2.3 Spatial overlap analysis using habitat suitability modeling
To predict suitable cottontail habitat across Connecticut, we ran habitat suitability models in Maxent 3.4.4 (Phillips et al. 2020) for New England and eastern cottontail separately. Maxent is a machine-learning technique that estimates the unknown probability distribution of a species across both geographic and environmental space using predictors and presence locations, contrasted with the overall distribution within a user-defined landscape (Phillips et al. 2006). We used cottontail presence data and 15 environmental predictors (14 continuous and 1 categorical predictor), to predict suitable habitat. We used the state of Connecticut as the background extent for the Maxent models due to the availability of fine-scale spatial data that differentiated vegetation types and spatial patterns (Rittenhouse et al. 2022, Yang et al. 2023), recognizing that Connecticut is a portion of each of the species’ range. Previous studies using habitat suitability models have also limited the spatial extent to a portion of a species’ range when modeling rare species or when specific areas are of interest (Warren et al. 2008, Lioy et al. 2023, Santamarina et al. 2023).
We used the Maxent default settings of randomly selecting 10,000 background locations from the entire study extent and regularization parameter of 1.0 to balance model complexity and fit (Elith et al. 2011). We used the auto features function to evaluate linear, quadratic, product, hinge, and categorical features based on the number of presence records for each species (Phillips et al. 2017). We chose the logistic output within Maxent, a logistic transformation of the raw maximum entropy values dependent on a prevalence value or the probability a species was present at sites with average conditions (τ; Guillera-Arroita et al. 2014), to report values in terms of relative habitat suitability (Elith et al. 2011). The default τ value in Maxent, 0.50, is only suitable for species with similar prevalence values, otherwise the model error increases, changing the τ value to be more suitable for the species being studied is recommended (Guillera-Arroita et al. 2014). Occupancy models at the landscape scale found New England cottontail occupancy probability was lower and eastern cottontail occupancy probability was higher than 0.50, thus we ran three sets of models for each species so τ would reflect the mean (τ = 0.25 for New England cottontail, τ = 0.79 for eastern cottontail), lower 95% credible interval (τ = 0.16 for New England cottontail, τ = 0.69 for eastern cottontail) and upper 95% credible interval (τ = 0.36 for New England cottontail, τ = 0.88 for eastern cottontail) values found in Bischoff et al. (2023a ). Specific values reported in the results were from the mean τ value model runs, but the output maps were an average of all τ values for each species.

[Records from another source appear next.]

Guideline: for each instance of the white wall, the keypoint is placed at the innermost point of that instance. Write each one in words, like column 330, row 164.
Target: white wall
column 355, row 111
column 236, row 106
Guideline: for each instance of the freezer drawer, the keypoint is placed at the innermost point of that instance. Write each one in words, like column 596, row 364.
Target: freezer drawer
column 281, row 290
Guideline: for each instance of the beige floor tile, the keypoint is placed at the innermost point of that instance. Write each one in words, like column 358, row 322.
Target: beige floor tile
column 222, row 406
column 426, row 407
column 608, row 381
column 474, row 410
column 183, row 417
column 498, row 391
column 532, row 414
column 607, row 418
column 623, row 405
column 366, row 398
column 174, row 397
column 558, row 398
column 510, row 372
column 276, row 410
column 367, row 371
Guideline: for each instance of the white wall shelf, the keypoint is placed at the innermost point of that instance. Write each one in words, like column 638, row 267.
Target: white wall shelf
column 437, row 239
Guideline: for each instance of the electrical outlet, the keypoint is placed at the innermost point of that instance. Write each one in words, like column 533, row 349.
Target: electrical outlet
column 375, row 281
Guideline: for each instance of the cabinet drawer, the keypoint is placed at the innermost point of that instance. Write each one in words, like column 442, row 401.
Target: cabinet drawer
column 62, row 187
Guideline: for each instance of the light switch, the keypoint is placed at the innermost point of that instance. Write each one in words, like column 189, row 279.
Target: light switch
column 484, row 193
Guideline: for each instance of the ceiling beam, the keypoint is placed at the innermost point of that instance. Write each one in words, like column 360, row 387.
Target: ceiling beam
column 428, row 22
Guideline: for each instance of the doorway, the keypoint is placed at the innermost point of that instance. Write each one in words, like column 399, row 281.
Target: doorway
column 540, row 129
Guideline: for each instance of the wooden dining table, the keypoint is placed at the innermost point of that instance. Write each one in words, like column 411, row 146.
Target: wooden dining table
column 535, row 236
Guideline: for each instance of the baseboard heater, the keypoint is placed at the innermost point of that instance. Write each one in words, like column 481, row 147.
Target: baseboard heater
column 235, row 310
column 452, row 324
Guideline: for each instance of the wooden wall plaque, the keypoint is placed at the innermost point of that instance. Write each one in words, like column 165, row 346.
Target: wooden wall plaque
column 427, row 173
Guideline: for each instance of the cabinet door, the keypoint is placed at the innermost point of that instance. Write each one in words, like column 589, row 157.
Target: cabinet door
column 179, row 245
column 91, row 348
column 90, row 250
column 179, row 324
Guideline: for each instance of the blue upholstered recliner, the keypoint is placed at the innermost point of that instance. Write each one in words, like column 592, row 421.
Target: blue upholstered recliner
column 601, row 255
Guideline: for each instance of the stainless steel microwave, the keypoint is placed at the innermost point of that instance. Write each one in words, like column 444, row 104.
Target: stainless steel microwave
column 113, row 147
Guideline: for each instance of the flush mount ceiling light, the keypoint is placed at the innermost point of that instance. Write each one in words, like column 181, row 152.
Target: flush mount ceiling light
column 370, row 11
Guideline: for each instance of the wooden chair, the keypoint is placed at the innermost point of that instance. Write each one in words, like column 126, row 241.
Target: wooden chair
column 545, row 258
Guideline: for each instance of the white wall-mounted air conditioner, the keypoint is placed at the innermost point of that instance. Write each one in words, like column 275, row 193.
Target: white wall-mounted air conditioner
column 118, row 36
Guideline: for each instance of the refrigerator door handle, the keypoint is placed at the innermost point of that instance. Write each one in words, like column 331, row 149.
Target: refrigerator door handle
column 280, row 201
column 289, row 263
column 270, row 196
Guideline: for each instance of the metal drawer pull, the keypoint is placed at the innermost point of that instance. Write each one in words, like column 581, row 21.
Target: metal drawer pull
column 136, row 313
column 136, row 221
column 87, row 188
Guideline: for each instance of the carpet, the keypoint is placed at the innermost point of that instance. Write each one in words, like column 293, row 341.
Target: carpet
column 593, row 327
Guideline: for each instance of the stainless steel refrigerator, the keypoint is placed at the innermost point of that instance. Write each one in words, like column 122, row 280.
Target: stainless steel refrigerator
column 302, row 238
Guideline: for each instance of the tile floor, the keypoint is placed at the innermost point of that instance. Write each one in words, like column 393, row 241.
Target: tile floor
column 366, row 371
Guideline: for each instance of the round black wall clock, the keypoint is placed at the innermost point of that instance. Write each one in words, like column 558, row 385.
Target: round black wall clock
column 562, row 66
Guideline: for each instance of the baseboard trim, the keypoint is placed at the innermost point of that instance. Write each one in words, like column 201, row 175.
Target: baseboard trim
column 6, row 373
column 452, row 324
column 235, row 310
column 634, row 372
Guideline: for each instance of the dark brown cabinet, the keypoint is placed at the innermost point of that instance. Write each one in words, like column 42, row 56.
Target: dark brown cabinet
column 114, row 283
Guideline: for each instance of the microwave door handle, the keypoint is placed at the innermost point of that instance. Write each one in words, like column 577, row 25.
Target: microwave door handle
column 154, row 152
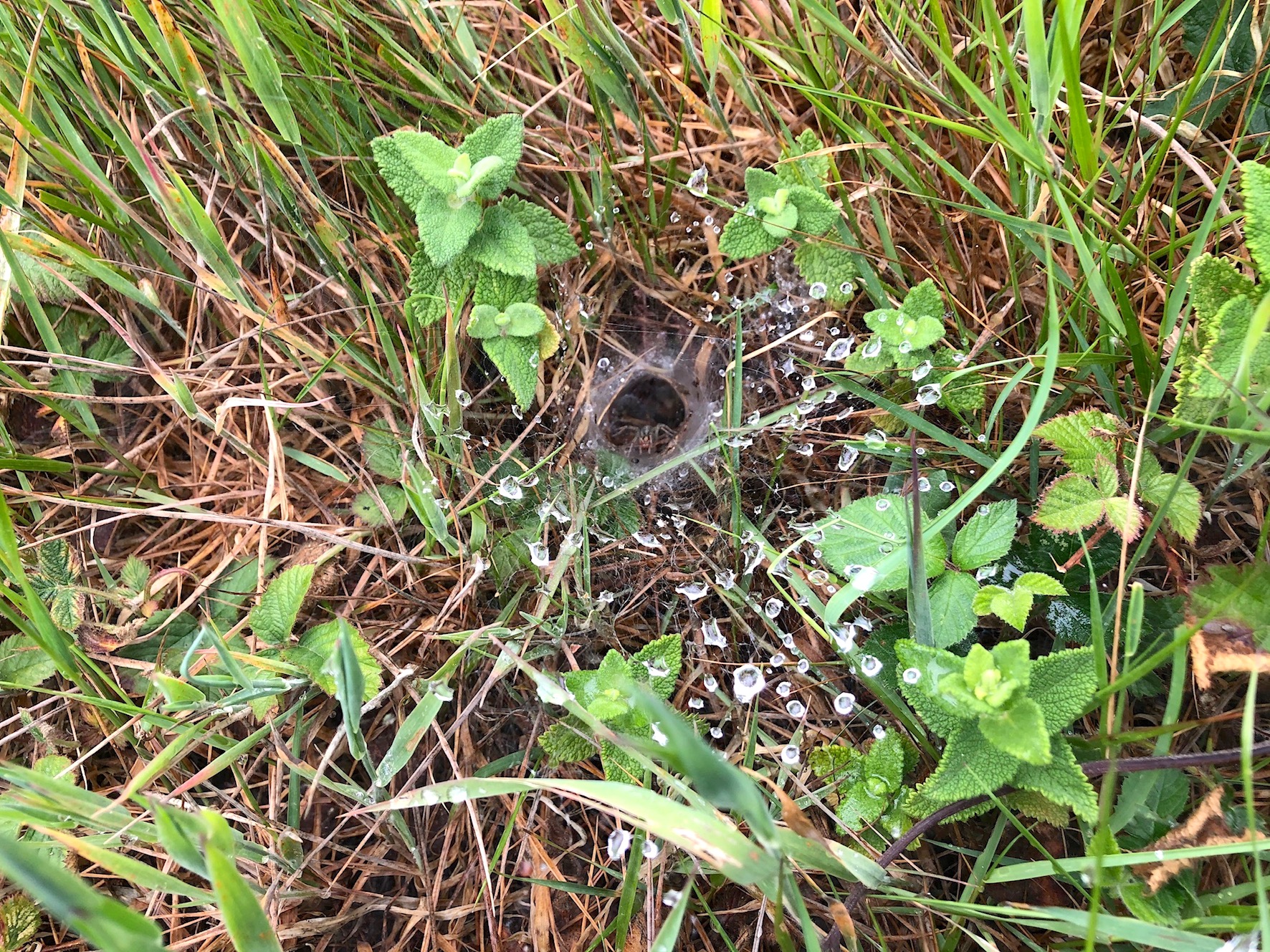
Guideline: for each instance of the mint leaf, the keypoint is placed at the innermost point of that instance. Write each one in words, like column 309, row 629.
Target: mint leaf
column 445, row 229
column 414, row 164
column 318, row 645
column 517, row 360
column 23, row 663
column 553, row 241
column 503, row 244
column 745, row 236
column 864, row 534
column 987, row 536
column 952, row 612
column 1061, row 781
column 274, row 615
column 502, row 136
column 1064, row 684
column 819, row 261
column 1020, row 731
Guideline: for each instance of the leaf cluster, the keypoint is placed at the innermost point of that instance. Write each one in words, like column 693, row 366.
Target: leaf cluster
column 791, row 203
column 1097, row 486
column 474, row 244
column 1001, row 715
column 606, row 693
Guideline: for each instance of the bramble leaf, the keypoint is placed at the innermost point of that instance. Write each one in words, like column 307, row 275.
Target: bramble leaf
column 868, row 531
column 952, row 613
column 23, row 663
column 503, row 244
column 553, row 241
column 274, row 615
column 517, row 360
column 987, row 536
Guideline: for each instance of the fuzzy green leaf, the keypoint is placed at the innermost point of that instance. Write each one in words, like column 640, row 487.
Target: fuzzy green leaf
column 798, row 168
column 445, row 229
column 1020, row 731
column 517, row 360
column 745, row 236
column 135, row 574
column 503, row 244
column 317, row 646
column 1255, row 186
column 1064, row 683
column 381, row 451
column 502, row 136
column 819, row 261
column 658, row 664
column 987, row 536
column 1061, row 781
column 564, row 744
column 371, row 506
column 863, row 534
column 816, row 212
column 553, row 241
column 23, row 663
column 952, row 607
column 414, row 164
column 274, row 616
column 969, row 766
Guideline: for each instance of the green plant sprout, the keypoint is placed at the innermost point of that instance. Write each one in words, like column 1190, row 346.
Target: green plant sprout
column 869, row 784
column 1095, row 489
column 605, row 692
column 1225, row 358
column 901, row 356
column 793, row 203
column 865, row 532
column 474, row 244
column 1001, row 715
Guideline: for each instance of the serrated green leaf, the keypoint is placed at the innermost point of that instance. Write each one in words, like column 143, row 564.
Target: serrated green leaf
column 1061, row 781
column 135, row 574
column 23, row 663
column 381, row 451
column 745, row 236
column 1064, row 684
column 987, row 536
column 816, row 212
column 969, row 766
column 517, row 360
column 503, row 244
column 863, row 534
column 445, row 229
column 553, row 241
column 274, row 616
column 318, row 645
column 952, row 607
column 1071, row 504
column 1084, row 438
column 502, row 136
column 370, row 506
column 1020, row 731
column 658, row 664
column 564, row 744
column 414, row 163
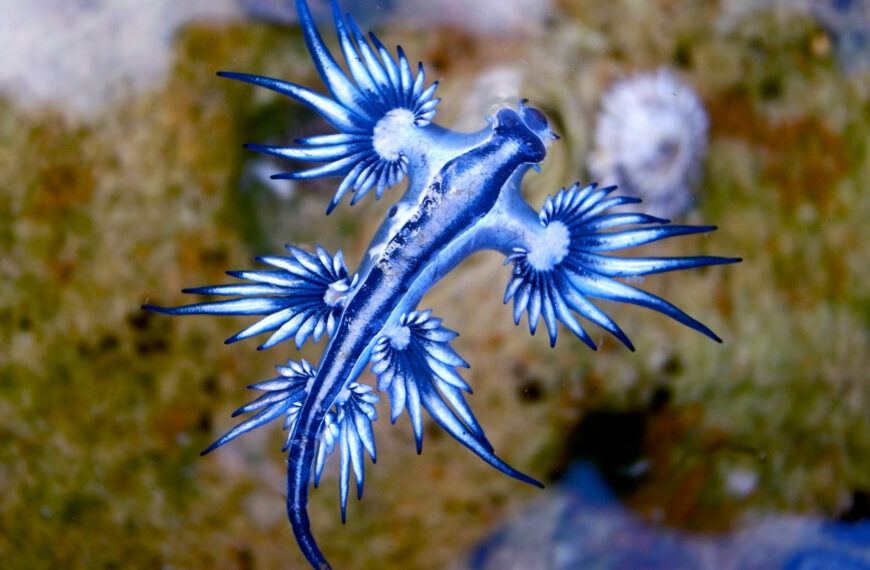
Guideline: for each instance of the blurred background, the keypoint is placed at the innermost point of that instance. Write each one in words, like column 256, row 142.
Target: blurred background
column 123, row 180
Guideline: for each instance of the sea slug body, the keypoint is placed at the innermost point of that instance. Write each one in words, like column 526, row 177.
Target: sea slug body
column 463, row 195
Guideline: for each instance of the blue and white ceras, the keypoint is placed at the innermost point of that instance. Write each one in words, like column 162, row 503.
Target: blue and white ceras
column 463, row 195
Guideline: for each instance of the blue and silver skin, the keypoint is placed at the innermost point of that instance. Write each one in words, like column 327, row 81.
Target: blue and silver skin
column 463, row 195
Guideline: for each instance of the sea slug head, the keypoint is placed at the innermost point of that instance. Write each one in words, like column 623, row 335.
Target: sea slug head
column 527, row 126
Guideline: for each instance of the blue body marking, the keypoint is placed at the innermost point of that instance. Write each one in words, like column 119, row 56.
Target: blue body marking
column 463, row 195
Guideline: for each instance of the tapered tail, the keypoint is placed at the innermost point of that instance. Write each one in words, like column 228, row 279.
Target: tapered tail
column 299, row 462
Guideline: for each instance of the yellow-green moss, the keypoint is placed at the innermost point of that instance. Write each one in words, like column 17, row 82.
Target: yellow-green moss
column 105, row 408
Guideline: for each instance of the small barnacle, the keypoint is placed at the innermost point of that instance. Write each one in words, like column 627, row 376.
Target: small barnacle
column 650, row 140
column 463, row 196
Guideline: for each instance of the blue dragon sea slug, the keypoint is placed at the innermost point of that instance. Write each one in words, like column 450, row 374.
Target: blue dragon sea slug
column 463, row 195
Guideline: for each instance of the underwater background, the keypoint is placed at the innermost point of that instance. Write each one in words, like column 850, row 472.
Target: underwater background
column 123, row 180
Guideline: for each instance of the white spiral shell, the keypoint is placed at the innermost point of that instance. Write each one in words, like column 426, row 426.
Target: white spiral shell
column 650, row 140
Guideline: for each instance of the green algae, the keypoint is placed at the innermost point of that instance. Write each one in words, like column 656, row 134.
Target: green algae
column 105, row 408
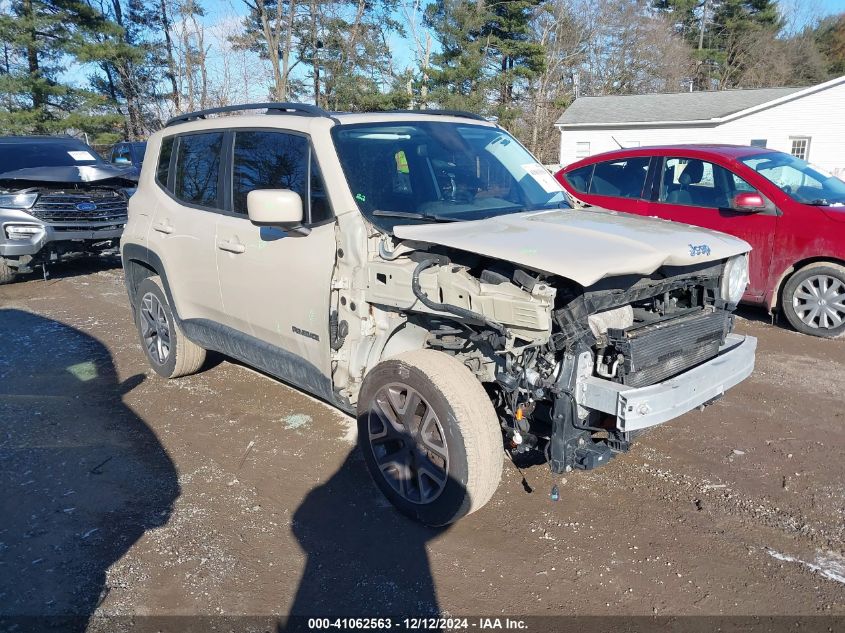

We ran a 10-fold cross validation of the model for each τ value and species (6 models total, 3 models for New England cottontail and 3 models for EC) to produce error around model estimates and evaluate model performance. We used cross-validation over selecting training and test data so all the data could be used for model validation (Phillips et al. 2017) and to incorporate randomness into the testing and training data that matches the randomness of the background data (Elith et al. 2011). We used area under the receiver operating characteristic curve (AUC) to evaluate the performance of the Maxent models.
To find areas of high New England cottontail habitat suitability without high eastern cottontail habitat suitability, we averaged the three model outputs for each species and extracted the top 25% of suitability values for each species to map high habitat suitability. We overlayed these high habitat suitability outputs for both species and identified areas that had high habitat suitability for New England cottontail without high eastern cottontail habitat suitability.